The final showdown of the Aviva Premiership 2016/17 will take place this Saturday at 2:30 where Wasps will face Exeter Chiefs at Twickenham.
Hard Fought Semi-Finals
Both semi-final games had lots of action and late drama. Exeter managed to beat back a resurgent Saracens with a last minute rolling maul sparked by Henrey Slade’s amazing kick to the corner. They deservedly won 18-16. This game will have taken its toll due to the physicality that Saracens bring to every game.
Wasps took on their new Midlands neighbours, Leicester, in a game that was fraught with errors from them. However, a Josh Basset try right at the death of the game secured victory with a 21-20 win for the Wasps. This did spell injury for Kurtley Beale, Wasp’s marquee player, who now faces a race to get fit for his final game before a move back to Australia.
Wasps and Chiefs are both attacking teams.

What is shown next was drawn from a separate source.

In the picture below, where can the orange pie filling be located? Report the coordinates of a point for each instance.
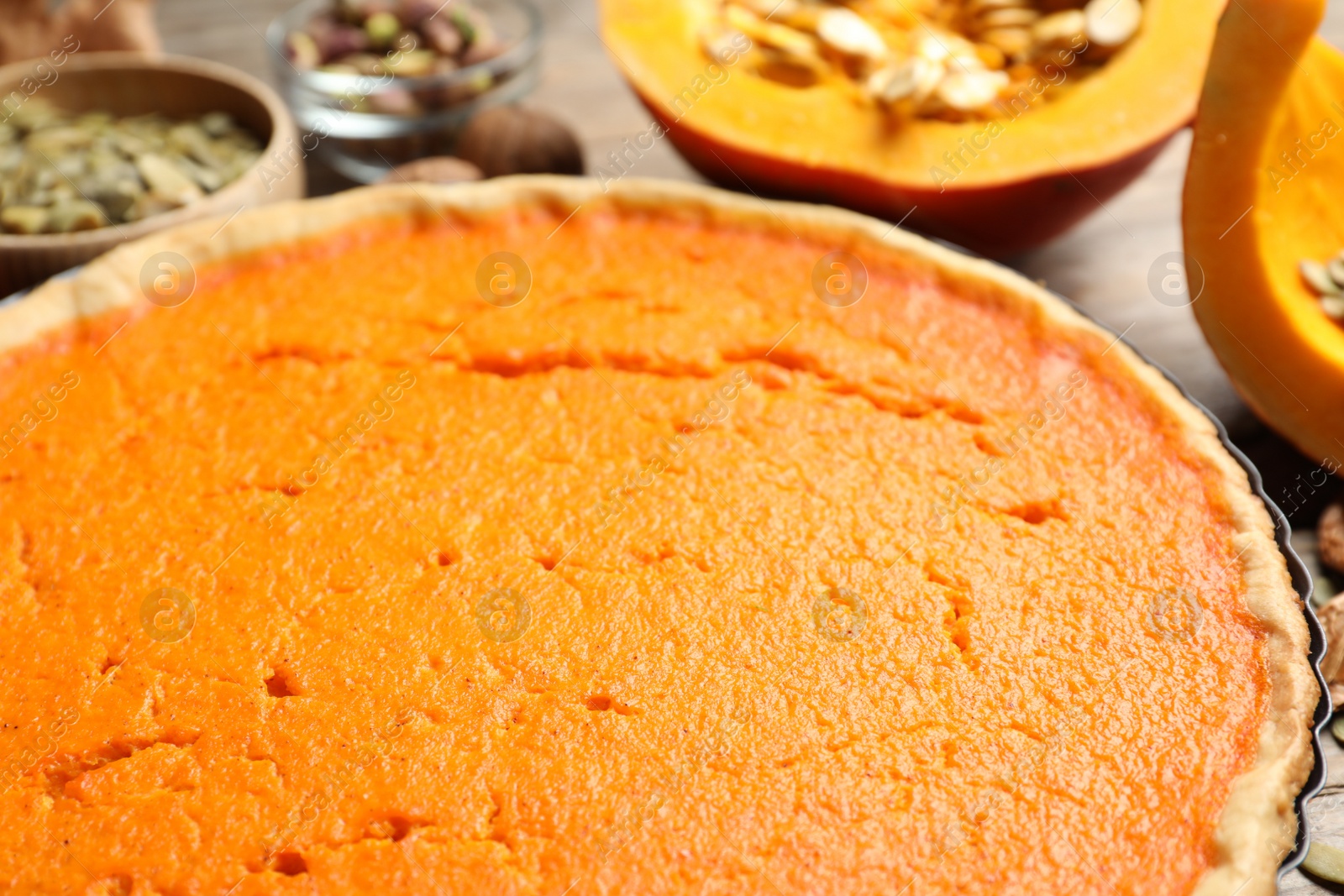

Wasps have more experience as a club and more history in this final. Chiefs were in this position last year and were knocked out by Saracens so will be hungry for a victory.
Wasps defence has looked a little shoddy recently, and they have not looked at their best. Chiefs, however, are starting to look like a team that will win at any cost with six victories in a row.

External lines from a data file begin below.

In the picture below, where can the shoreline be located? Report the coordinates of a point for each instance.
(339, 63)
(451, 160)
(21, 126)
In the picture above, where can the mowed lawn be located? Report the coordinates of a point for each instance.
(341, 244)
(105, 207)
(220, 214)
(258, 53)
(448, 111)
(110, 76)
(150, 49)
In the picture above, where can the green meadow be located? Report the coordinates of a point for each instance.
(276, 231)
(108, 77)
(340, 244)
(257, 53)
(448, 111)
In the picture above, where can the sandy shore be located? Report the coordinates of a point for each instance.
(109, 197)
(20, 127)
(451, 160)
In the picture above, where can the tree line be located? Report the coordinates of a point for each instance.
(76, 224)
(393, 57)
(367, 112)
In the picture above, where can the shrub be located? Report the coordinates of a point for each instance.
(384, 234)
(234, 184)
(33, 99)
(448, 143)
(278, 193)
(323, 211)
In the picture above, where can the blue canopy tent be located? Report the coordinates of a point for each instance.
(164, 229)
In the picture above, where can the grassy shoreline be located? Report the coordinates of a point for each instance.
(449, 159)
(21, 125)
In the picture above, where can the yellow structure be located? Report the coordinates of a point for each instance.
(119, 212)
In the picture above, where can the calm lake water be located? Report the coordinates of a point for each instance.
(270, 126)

However, I believe that Wasps will come through victorious. The quality of their squad and a number of leaders on the field, such as Joe Launchbury and James Haskell, should lead them to a narrow victory.
Playoffs? What are they are why do we have them?

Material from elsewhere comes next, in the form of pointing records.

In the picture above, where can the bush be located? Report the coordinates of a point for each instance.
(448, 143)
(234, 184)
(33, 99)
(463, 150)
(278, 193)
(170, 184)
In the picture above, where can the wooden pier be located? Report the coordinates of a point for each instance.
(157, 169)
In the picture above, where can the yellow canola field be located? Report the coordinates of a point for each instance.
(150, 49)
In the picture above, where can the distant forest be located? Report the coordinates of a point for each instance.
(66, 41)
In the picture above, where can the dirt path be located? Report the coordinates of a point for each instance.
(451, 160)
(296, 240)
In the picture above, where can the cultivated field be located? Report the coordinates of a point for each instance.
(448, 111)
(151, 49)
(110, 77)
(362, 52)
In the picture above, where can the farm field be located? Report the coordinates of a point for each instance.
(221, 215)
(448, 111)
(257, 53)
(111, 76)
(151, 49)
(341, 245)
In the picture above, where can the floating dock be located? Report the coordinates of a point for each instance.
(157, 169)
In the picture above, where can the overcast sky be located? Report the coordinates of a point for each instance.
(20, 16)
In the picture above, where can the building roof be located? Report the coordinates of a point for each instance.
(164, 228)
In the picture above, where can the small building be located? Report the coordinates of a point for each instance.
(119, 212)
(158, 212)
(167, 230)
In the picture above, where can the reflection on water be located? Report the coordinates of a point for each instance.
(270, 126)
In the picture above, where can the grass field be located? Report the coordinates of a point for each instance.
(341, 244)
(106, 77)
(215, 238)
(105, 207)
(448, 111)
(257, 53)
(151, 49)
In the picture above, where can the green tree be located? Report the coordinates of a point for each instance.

The playoffs are a system by which the top four teams battle it out to determine the winner of the season.
Many have stated, myself included, that this system is inherently unfair. It is a money-grab to create big games. While these games can be good for growing domestic rugby it does not recognise a continued and consistent effort throughout the season. If this is to be in place then surely there should be some form of recognition for the winning team.
Furthermore, it results in internationals playing more games than counterparts. Ultimately, Billy Vunipola would probably still be travelling on the Lions tour if not for the semi-finals. Playing this many games gives a disadvantage against the southern hemisphere teams such as New Zealand who centrally contract players and give them the rest they need.